Portfolio optimization involves adjusting the allocation of shares in a portfolio to achieve the objective of maximizing returns while minimizing risk. This can be achieved by considering various factors such as expected returns, volatility, and correlation between assets. In our study, we use the approach of changing the volume of shares in our portfolio to find the optimal allocation for maximizizing returns while minimizing risk. We aim to strike a balance between generating high returns and managing the risk of losses, achieved through efficient diversification and asset allocation.

The Sharpe ratio is a commonly used metric for evaluating the risk-adjusted performance of an investment strategy. It measures the excess return of an asset or portfolio over the risk-free rate per unit of volatility or risk. A higher Sharpe ratio indicates better risk-adjusted performance. In our study, we use the Sharpe ratio to measure the performance of our proposed model in optimizing portfolio return with respect to risk. By evaluating the Sharpe ratio of our model, we can gain insights into its ability to generate higher returns while controlling risk, and compare its performance with other models or benchmark indices.
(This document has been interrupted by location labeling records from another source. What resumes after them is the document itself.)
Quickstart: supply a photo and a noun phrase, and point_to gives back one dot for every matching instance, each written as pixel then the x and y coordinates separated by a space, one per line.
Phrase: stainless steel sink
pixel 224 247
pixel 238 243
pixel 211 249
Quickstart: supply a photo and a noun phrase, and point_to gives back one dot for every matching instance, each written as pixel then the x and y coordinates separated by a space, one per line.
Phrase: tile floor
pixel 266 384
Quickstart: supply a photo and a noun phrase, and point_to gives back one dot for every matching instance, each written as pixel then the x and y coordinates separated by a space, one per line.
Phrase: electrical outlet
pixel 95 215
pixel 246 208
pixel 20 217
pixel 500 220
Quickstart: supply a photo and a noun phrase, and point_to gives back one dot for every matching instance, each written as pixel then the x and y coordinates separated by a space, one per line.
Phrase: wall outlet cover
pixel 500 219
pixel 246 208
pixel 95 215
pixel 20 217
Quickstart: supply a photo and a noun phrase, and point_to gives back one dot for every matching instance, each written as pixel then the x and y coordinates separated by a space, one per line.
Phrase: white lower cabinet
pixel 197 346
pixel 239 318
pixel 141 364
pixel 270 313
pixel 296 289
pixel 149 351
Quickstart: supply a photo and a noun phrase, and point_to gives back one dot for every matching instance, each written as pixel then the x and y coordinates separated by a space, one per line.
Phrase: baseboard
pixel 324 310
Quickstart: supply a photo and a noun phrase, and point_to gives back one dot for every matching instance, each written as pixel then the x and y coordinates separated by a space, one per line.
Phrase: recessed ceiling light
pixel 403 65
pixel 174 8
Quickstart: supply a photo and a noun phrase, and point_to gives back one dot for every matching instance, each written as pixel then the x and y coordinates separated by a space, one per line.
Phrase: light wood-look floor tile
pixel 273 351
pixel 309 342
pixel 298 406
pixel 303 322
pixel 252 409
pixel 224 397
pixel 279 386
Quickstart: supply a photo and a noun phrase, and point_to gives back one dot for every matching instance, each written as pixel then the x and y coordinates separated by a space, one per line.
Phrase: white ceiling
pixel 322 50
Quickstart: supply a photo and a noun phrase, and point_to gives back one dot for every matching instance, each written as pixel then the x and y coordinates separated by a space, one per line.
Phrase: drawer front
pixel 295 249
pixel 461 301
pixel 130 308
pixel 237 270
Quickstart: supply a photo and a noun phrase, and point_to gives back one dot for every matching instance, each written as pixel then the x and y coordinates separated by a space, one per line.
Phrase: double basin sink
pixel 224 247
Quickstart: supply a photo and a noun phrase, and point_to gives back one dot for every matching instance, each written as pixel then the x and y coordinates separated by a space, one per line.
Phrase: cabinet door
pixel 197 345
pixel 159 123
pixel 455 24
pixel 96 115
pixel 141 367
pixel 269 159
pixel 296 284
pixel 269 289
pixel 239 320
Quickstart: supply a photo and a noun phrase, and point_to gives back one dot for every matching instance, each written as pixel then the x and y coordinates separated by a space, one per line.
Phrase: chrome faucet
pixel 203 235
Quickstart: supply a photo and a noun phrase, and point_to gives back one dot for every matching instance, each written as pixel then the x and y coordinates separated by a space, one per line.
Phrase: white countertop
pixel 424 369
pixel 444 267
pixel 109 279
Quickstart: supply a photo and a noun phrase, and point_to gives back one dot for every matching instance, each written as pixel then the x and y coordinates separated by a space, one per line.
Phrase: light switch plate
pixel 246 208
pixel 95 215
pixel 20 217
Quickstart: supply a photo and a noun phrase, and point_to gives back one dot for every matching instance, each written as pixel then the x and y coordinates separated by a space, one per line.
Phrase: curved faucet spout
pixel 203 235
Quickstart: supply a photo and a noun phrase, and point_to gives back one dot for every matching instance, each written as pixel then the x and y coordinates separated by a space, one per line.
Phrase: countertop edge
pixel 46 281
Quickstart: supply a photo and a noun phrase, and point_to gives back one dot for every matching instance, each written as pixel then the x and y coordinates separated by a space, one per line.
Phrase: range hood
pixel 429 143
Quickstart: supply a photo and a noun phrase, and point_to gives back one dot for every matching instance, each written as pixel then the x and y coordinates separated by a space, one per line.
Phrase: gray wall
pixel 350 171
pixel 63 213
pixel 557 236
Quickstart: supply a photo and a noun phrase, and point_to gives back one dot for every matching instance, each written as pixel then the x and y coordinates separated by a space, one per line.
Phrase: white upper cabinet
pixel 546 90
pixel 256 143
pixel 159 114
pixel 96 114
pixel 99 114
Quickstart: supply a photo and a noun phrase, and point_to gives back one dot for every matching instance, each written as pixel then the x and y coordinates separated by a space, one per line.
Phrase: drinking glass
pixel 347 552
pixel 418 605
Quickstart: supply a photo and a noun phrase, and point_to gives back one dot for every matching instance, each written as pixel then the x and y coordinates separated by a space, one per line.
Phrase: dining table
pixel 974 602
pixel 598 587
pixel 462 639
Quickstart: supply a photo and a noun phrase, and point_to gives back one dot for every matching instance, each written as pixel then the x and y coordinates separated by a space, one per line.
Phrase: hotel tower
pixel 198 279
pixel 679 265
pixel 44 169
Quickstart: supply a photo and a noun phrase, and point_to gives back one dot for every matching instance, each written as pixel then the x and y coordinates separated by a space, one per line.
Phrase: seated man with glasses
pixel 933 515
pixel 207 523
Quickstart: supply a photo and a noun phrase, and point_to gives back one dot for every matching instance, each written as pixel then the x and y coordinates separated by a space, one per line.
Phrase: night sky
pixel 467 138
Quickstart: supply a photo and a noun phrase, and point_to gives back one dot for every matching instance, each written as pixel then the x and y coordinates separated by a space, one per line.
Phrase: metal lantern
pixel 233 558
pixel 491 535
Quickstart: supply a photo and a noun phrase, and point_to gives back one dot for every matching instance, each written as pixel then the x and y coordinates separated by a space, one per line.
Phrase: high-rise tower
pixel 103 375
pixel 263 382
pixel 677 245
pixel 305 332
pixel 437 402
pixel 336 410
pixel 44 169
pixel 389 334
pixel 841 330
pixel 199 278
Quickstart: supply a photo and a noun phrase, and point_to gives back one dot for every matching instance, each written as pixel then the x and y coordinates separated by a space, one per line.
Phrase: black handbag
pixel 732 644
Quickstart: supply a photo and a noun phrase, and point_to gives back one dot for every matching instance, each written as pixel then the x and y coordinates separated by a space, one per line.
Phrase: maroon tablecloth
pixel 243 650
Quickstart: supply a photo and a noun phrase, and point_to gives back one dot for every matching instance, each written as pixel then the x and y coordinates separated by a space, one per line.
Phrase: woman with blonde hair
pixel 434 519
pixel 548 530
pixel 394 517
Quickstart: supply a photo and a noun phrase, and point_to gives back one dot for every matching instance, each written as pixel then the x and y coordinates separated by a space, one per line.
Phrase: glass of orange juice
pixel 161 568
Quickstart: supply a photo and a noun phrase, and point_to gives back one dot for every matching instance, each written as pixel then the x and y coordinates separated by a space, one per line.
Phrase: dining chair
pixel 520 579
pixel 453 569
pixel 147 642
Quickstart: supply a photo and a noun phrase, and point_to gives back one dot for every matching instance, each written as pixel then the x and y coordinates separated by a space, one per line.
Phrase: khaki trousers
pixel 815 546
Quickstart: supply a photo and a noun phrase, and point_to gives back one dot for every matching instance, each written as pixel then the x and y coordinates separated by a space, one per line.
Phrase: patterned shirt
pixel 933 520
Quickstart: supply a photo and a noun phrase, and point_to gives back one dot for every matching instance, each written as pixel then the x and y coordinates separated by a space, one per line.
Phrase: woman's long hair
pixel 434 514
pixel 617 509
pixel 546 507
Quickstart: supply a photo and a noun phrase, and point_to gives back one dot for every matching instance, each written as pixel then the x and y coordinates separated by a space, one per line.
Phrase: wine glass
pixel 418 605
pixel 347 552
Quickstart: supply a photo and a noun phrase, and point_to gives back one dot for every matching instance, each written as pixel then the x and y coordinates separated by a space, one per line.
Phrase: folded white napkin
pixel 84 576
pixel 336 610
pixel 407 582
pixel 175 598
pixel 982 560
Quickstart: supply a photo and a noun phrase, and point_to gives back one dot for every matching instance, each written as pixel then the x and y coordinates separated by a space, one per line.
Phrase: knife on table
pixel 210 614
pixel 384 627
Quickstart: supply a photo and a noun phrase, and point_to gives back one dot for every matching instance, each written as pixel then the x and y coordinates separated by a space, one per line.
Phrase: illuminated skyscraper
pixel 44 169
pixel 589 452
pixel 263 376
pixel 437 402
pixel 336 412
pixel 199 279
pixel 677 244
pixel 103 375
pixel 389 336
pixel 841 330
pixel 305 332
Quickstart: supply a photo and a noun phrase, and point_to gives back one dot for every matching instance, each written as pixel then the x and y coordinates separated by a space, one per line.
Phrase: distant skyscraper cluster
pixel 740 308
In this study, assumptions are made to ensure that individual investor trades do not have any impact on the market price of portfolio assets since trades are small. This means that if we buy or sell any number of shares, the stock price does not change. In the portfolio trading process, we have the freedom to buy and sell any number of shares at any time. To maximize the portfolio return per period, we formulate this process as a generalized Markov decision process (MDP), where the agent selects the sequential trading direction of individual assets in the portfolio based on time-varying market characteristics.

The state space of the agent in this system is where the agent observes the financial environment. The state at period, t, can be expressed as follows:

S_{t} = (X_{t}, {c p}_{t}, {s h}_{t} {, {c h}_{t}, b}_{t})

(4)

(

X_{t}

: encoding features at time step—t

{c p}_{t}

: each stock’s close price at time step—t

{s h}_{t}

: shares owned of each stock at time step—t

{c h}_{t} :

exchange rate at time step—t

b_{t}

: investment available balance at time step—t)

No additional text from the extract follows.